9  Most companies use the multi-hop architecture

In the previous chapter, we learnt about the different types of tables in data warehouse modeling: fact, dimension, OBT, and summary tables.

But which table should be built first, and which types of tables are built based on other types of tables?

Note For a pipeline/transformation function/table, inputs to it are called upstream, and outputs from it are called downstream.

This is where standard data flow models provide us with a clear guideline on how to transform our data in layers, enabling easy maintenance of warehouse tables.

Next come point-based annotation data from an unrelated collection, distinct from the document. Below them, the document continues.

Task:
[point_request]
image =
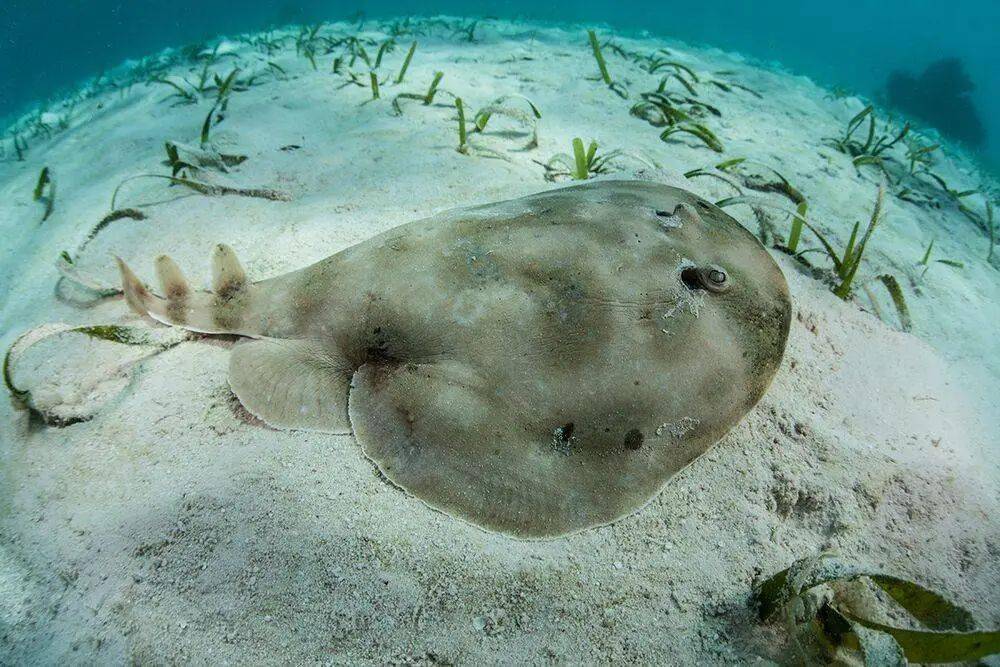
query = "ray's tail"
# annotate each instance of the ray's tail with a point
(228, 308)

Most industry-standard patterns follow a 3-hop (or layered) architecture.

Data architecture

They are

  1. Base/Raw layer stores data from upstream sources as is.
  2. Bronze/Stage layer In this layer, the raw data is lightly cleaned by standardizing on column naming conventions and assigning the right data types to the data.
  3. Silver/Intermediate layer In this layer, data from the bronze/stage is transformed into facts and dimensions.
  4. Gold/Marts layer In this layer, the modelled data is pre-aggregated and summarized as required by the end user. This layer ensures that the same metric definitions are consistently used across business use cases.

Note The boundaries of fact, dimension, and OBT between silver and gold vary by company. Still, the general idea of facts and dimensions flowing into OBT and then into pre-aggregated tables remains consistent.

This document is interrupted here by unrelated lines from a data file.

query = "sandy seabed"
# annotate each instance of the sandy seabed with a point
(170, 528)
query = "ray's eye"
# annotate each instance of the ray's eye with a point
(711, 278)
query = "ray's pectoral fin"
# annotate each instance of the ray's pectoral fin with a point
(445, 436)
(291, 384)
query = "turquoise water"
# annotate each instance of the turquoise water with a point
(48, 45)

Most frameworks/tools propose their version of the 3-hop architecture: 1. Apache Spark: Medallion architecture uses the bronze/silver/gold naming. 2. dbt: Project Structure uses the source/stage/core/mart naming.

Shown below is the dbt UI (which we cover in the dbt chapter) on how TPCH data can be modelled based on dbt’s 3-hop architecture:

Data architecture

At larger companies, multiple teams work on different layers of the organization. A data ingestion team may bring the data into the bronze layer, and other teams may build their own silver and gold tables as necessary.